Senior Hamas leader in Gaza Mahmoud al-Zahar told the Lebanese daily Al-Akhbar that the Islamist group was "considering the issue of expelling the prisoners from the West Bank.
"Any such decision will be implemented with the prisoners' consent," he said in the interview, published Saturday.
On Monday the leading pan-Arab newspaper Al-Hayat reported that Israel has accepted Hamas' demand to free eight "heavyweight" prisoners, but insists that four of them be deported to Syria.
The four prisoners slated for expulsion are: Popular Front for the Liberation of Palestine (PFLP) Secretary-General Ahmad Saadat; Ibrahim Hamed, Hamas' military commander in the West Bank; bomb-maker Abdullah Barghouti and Abbas el-Sayed, who orchestrated the terror attack on Netanya's Park Hotel in 2002.
Al-Zahar said Israel has issued fresh demands in the ongoing Egyptian-mediated ceasefire negotiations, including tying the truce to a prisoner exchange deal that would see Shalit returned to Israel.

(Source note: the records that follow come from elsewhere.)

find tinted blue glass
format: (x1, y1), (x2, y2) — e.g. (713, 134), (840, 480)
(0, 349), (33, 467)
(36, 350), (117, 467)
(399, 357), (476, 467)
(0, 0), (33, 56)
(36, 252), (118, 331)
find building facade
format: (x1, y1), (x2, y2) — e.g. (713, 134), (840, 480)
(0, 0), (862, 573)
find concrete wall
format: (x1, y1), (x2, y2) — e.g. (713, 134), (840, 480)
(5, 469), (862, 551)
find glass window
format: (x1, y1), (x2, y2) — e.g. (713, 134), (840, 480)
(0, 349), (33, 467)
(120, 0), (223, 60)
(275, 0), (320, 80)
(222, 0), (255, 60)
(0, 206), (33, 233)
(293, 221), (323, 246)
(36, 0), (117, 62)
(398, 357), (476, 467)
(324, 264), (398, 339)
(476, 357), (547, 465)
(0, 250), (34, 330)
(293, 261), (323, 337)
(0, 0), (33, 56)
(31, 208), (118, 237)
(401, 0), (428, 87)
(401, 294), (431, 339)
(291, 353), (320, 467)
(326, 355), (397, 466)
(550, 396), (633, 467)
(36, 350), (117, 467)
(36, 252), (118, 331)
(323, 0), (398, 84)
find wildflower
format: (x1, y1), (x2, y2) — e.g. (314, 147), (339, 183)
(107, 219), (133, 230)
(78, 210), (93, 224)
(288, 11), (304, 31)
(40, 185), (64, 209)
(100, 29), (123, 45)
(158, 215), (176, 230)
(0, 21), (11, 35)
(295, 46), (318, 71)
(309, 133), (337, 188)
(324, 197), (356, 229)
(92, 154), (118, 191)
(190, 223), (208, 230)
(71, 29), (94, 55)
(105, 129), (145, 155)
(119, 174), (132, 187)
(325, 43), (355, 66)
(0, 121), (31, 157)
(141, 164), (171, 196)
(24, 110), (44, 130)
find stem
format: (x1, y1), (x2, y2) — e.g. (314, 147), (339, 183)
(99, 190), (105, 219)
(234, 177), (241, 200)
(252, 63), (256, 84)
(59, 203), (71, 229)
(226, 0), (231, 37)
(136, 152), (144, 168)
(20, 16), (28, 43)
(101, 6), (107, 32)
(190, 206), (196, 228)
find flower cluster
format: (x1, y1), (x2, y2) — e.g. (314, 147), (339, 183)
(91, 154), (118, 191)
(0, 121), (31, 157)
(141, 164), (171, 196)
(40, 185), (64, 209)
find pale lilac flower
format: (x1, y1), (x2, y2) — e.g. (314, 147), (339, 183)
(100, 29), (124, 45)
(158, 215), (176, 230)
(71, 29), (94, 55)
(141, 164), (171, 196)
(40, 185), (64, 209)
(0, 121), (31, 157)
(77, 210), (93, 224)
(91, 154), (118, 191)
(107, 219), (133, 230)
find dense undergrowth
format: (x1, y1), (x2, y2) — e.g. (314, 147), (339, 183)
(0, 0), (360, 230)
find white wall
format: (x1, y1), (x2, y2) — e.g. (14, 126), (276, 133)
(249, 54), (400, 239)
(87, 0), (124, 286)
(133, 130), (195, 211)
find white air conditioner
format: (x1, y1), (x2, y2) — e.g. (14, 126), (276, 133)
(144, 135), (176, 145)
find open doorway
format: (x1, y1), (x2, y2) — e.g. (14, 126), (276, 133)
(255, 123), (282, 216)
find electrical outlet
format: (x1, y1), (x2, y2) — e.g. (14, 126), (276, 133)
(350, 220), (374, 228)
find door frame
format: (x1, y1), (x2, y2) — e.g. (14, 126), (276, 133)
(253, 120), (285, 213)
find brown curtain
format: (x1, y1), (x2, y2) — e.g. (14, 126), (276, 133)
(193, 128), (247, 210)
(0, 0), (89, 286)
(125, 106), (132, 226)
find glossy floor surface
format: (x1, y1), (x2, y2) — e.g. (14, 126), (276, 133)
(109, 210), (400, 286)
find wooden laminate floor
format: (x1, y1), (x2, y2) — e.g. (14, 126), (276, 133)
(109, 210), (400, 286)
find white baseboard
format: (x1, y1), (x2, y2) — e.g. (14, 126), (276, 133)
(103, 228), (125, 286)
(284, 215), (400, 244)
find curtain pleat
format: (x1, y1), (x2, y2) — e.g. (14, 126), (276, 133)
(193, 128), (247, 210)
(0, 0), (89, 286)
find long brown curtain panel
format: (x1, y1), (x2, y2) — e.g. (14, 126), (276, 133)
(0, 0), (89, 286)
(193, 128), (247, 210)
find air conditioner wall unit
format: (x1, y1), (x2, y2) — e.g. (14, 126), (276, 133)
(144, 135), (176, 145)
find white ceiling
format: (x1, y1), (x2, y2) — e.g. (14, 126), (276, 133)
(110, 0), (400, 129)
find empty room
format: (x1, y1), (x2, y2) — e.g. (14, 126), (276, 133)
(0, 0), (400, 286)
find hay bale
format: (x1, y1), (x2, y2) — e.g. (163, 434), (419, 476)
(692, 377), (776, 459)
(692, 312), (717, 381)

"The Israelis are in the midst of a major crisis regarding the establishment of the new coalition," he told Al-Akhbar. "In any case, we are not desperate to reach a ceasefire agreement, and the prisoner swap has its own special price tag."
Meanwhile, senior Popular Resistance Committees spokesman Abu Abir said Shalit had been injured during the IDF's recent offensive in Gaza. However, sources within Hamas said Abir was not privy to any information regarding the soldier's condition.
Shalit was captured by Palestinian terrorists during a cross-border raid on an IDF base near Gaza on June 25, 2006.